The battered wife is also provided protection by the Penal Code against assaults of a sexual nature. This protection also ranges from the most subtle forms of assaults to the most grievous. A husband will be punished for indecently assaulting his wife, for having carnal knowledge of her without her consent or for having carnal knowledge of her against the order of nature.

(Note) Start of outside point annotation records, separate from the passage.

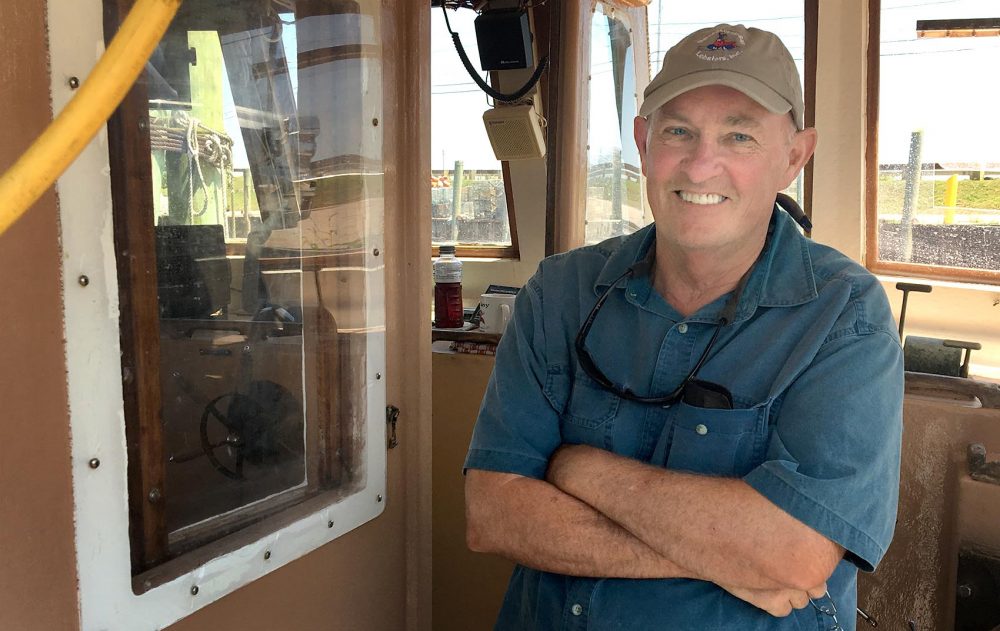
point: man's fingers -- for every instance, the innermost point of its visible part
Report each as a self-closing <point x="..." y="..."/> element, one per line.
<point x="818" y="592"/>
<point x="799" y="599"/>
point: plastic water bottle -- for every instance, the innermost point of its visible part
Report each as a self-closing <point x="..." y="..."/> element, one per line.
<point x="448" y="290"/>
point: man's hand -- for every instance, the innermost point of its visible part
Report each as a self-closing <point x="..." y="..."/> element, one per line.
<point x="777" y="602"/>
<point x="720" y="529"/>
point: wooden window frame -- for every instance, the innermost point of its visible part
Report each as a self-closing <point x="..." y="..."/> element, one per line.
<point x="936" y="272"/>
<point x="511" y="251"/>
<point x="158" y="555"/>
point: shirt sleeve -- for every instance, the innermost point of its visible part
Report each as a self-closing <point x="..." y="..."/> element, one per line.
<point x="518" y="425"/>
<point x="833" y="457"/>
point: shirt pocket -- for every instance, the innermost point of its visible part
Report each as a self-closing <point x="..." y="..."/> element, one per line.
<point x="716" y="442"/>
<point x="590" y="406"/>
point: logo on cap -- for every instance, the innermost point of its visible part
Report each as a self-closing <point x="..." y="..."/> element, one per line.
<point x="720" y="46"/>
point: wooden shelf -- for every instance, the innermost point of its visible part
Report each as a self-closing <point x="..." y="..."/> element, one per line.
<point x="455" y="335"/>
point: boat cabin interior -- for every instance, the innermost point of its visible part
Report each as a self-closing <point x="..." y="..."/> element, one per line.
<point x="254" y="309"/>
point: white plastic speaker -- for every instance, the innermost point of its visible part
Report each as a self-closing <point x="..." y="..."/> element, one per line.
<point x="515" y="132"/>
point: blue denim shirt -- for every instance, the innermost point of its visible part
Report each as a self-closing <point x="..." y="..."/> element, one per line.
<point x="815" y="368"/>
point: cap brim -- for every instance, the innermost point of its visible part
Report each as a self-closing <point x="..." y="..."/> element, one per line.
<point x="755" y="89"/>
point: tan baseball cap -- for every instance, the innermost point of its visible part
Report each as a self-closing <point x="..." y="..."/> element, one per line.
<point x="750" y="60"/>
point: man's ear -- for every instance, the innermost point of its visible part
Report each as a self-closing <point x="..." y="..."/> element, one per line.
<point x="639" y="128"/>
<point x="801" y="148"/>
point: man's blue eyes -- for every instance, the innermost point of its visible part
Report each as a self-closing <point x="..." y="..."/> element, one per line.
<point x="680" y="131"/>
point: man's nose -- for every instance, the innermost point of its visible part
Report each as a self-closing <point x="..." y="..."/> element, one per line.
<point x="702" y="161"/>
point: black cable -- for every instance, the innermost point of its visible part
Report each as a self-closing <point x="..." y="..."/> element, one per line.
<point x="499" y="96"/>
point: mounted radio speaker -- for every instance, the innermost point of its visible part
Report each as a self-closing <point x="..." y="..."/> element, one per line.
<point x="515" y="132"/>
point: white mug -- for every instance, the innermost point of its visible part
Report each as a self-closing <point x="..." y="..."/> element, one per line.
<point x="495" y="311"/>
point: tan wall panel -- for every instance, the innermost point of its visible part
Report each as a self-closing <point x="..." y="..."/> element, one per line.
<point x="38" y="576"/>
<point x="468" y="587"/>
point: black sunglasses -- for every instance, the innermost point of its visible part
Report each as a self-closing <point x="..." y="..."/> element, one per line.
<point x="692" y="390"/>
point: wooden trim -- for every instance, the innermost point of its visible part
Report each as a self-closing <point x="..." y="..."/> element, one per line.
<point x="567" y="205"/>
<point x="552" y="102"/>
<point x="871" y="134"/>
<point x="406" y="108"/>
<point x="938" y="272"/>
<point x="508" y="191"/>
<point x="811" y="12"/>
<point x="135" y="253"/>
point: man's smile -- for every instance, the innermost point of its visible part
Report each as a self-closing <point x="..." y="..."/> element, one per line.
<point x="701" y="199"/>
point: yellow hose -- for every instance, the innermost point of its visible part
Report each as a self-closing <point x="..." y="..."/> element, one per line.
<point x="82" y="118"/>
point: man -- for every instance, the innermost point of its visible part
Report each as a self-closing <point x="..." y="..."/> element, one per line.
<point x="696" y="426"/>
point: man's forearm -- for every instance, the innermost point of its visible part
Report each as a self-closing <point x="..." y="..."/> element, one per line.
<point x="721" y="528"/>
<point x="535" y="524"/>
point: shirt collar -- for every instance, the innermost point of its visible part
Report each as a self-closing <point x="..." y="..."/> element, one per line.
<point x="782" y="277"/>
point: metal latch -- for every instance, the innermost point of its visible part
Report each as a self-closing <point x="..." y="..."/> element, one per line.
<point x="391" y="417"/>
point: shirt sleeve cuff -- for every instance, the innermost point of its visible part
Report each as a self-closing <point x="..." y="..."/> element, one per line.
<point x="861" y="549"/>
<point x="506" y="462"/>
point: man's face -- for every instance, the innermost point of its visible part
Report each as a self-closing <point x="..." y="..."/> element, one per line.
<point x="714" y="159"/>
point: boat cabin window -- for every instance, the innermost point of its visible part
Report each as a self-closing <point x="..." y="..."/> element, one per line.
<point x="615" y="189"/>
<point x="934" y="162"/>
<point x="247" y="180"/>
<point x="471" y="202"/>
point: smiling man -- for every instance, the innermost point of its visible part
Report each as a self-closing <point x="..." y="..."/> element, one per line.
<point x="696" y="426"/>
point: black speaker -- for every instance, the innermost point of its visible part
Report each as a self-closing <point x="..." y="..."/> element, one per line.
<point x="504" y="40"/>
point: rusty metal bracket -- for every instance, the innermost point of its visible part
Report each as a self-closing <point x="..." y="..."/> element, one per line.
<point x="391" y="418"/>
<point x="979" y="468"/>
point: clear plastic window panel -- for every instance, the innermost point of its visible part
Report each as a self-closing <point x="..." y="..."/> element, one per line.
<point x="939" y="139"/>
<point x="267" y="180"/>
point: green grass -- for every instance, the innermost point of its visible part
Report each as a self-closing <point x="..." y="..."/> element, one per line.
<point x="971" y="194"/>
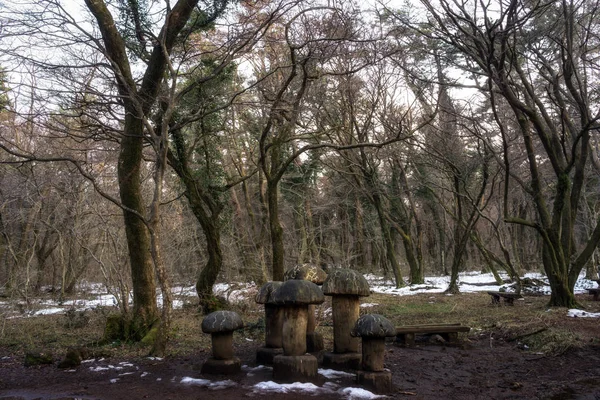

For long, the issue of a husband raping his wife was a subject of great controversy which has only recently been settled. The law has finally conceded to the fact that a woman has a right to determine when and with whom she shall have sexual intercourse and to punish for rape all those who derogate that right regardless of whether they are married to her. This view of the law has become important to married women with the increasing seriousness of the Aids epidemic.
Lastly, the Penal Code protects the battered wife in instances where she has been coerced by her husband to commit an offence in his presence and under his compulsion.
It would be worthless protection for the battered wife if she were not allowed to testify in court against her husband. So while she generally will not be let to take the witness stand against her husband in a criminal case, the Evidence Act enables the battered wife to vindicate her rights under criminal law by allowing her to testify in cases where he has caused injury to her.
In addition to or as an alternative to criminal law, the battered wife can seek protection under matrimonial law. Here she petitions to the court to secure her rights as regards her marriage with the assailant husband. There are several remedies she may secure from the court, chief among these an order for divorce.
A court will grant an order for divorce to a battered wife who proves that her husband is guilty of mental or physical cruelty. Cruelty under matrimonial law is interpreted more liberally and includes conduct that is not criminal. Briefly, it is defined as conduct that is grave and weighty and such that the wife cannot be expected to tolerate. Some conduct that has been held by courts to amount to cruelty are excessive jealousy, humiliation, denial of sexual intercourse, persistent drunkenness, insults, nagging and sexual perversion.
The wife may however, not want to divorce the husband but may wish not to live with him. In this case she could petition the court for separation. An order of separation will relieve her from the duty to live with the husband. It will also be granted on grounds of cruelty. The order is usually the only remedy available for a religious wife whose religion prohibits her from divorcing her husband. It may also be useful to a wife who is ready to live with the husband upon his fulfilling a particular undertaking, for example undergoing mental therapy .
Where despite an order of divorce or judicial separation the husband continues to molest the wife, she can apply to court for a restraining order. Such an order prohibits the husband from interfering with the wife and may even forbid him from contacting her in any way or coming within a particular distance of her. If he failed to heed the order, he could be committed to jail for contempt of court.
Finally, a wife can sue her battering husband for damages. In this instance, she goes to court asking that her husband be condemned to pay for the damage he has caused to her. Traditionally, the conduct for which she could sue was limited and comprised chiefly of physical injuries. Today, the conduct has been extended to sexual assaults and even harassment. Even threats and conduct that causes mental anguish is today actionable.
Due to the nature of the battered wife syndrome, battered women do not seek legal redress as often as they should. They continue to helplessly suffer abuse until their mental capacity to suffer pain is exhausted. At such point they lose their senses and fight back, usually with grievous or fatal consequences to the husband.